12/2083 WW, 12/2084 WW
Centrale Raad van Beroep
Meervoudige kamer
Uitspraak op het hoger beroep tegen de uitspraak van de rechtbank ?s-Gravenhage van
29 februari 2012, 11/7874 en 11/7868 (aangevallen uitspraak)
de Raad van bestuur van het Uitvoeringsinstituut werknemersverzekeringen (Uwv)
Datum uitspraak 5 juni 2013.
PROCESVERLOOP
Namens appellante heeft mr. J.R. Ali, advocaat, hoger beroep ingesteld.
Het Uwv heeft een verweerschrift ingediend.
Het onderzoek ter zitting heeft plaatsgevonden op 24 april 2013. Appellante is verschenen, bijgestaan door mr. Ali. Het Uwv heeft zich laten vertegenwoordigen door mr. J.J. Grasmeijer.
OVERWEGINGEN
1.1. Het Uwv heeft appellante met ingang van 24 augustus 2009 in aanmerking gebracht voor een uitkering op grond van de Werkloosheidswet (WW) op basis van een gemiddeld arbeidsurenverlies van 33,96 per week.
1.2. Bij besluit van 27 april 2010 heeft het Uwv appellante toestemming verleend om met behoud van uitkering gedurende de periode van 26 april 2010 tot en met 24 oktober 2010 (startperiode) werkzaamheden te verrichten in de uitoefening van een eigen bedrijf.
1.3. Op 10 september 2010 heeft een gesprek plaatsgevonden tussen appellante en haar werkcoach over haar werkzaamheden als zelfstandige na het einde van de startperiode. In het verslag van dat gesprek staat: “Client denkt na voor hoeveel dagen zijn de WW zal verlaten ingaande 25 oktober 2010. Zij geeft dit met een wijzigingsformulier door aan de BO WW en per e-mail aan de CW (…)?.
1.4. Omdat geen bericht van appellante werd ontvangen, heeft de werkcoach appellante op 8 november 2010 per e-mail gerappelleerd. Bij e-mail van 12 november 2010 heeft appellante te kennen gegeven dat zij, naar aanleiding van met het Uwv gevoerde gesprekken, besloten had haar werkzaamheden als zelfstandige voort te zetten voor 50%, om daarnaast voor 50% recht te houden op een WW-uitkering. Omdat zij inmiddels had begrepen dat het ook mogelijk is om één dag per week als zelfstandige werkzaam te zijn, en voor het restant een WW-uitkering te ontvangen, heeft zij via deze e-mail bij het Uwv de aanvraag gedaan om die situatie in werking te laten treden.
1.5. Bij besluit van 27 december 2010 heeft het Uwv de WW-uitkering van appellante per 24 december 2010 beëindigd wegens het bereiken van de maximale uitkeringsduur.
1.6. Omdat de werkcoach het vermoeden had dat appellante haar werkzaamheden als zelfstandige ook na de startperiode had voortgezet, terwijl zij daarvan geen opgave had gedaan, is het Uwv een onderzoek gestart.

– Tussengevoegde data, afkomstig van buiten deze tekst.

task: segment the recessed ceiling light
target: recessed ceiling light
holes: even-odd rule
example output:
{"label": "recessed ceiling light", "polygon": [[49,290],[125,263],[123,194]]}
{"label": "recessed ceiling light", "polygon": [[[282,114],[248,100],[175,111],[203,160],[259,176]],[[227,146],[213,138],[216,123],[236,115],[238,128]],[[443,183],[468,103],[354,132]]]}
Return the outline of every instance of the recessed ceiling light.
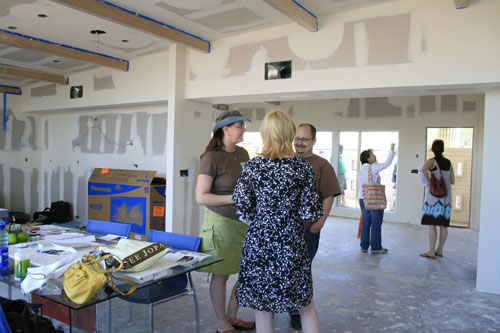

In het kader van dit onderzoek heeft appellante op 24 maart 2011 een gesprek gehad met een inspecteur van het Uwv. De bevindingen van het onderzoek zijn neergelegd in een onderzoeksrapport van 19 april 2011. Naar aanleiding van het onderzoek heeft het Uwv bij besluit van 29 april 2011 de WW-uitkering van appellante herzien met ingang van 25 oktober 2010 en de volgens hem ten onrechte betaalde uitkering over de periode van 25 oktober 2010 tot en met 26 december 2010 tot een bedrag van
€ 2.282,28 van appellante teruggevorderd.
1.7. Bij besluit van 13 mei 2011 heeft het Uwv appellante een boete opgelegd van € 230,-, omdat zij haar inlichtingenverplichting heeft geschonden door het Uwv niet te informeren over haar werkzaamheden als zelfstandige.
1.8. Bij besluit van 30 augustus 2011 (bestreden besluit 1) heeft het Uwv het bezwaar van appellante tegen het besluit van 29 april 2011 ongegrond verklaard. Daaraan heeft het Uwv ten grondslag gelegd dat appellante met ingang van 25 oktober 2010 gedurende 25 uur per week als zelfstandige werkzaam was.
1.9. Bij besluit van eveneens 30 augustus 2011 (bestreden besluit 2) heeft het Uwv het bezwaar van appellante tegen het besluit van 13 mei 2011 ongegrond verklaard.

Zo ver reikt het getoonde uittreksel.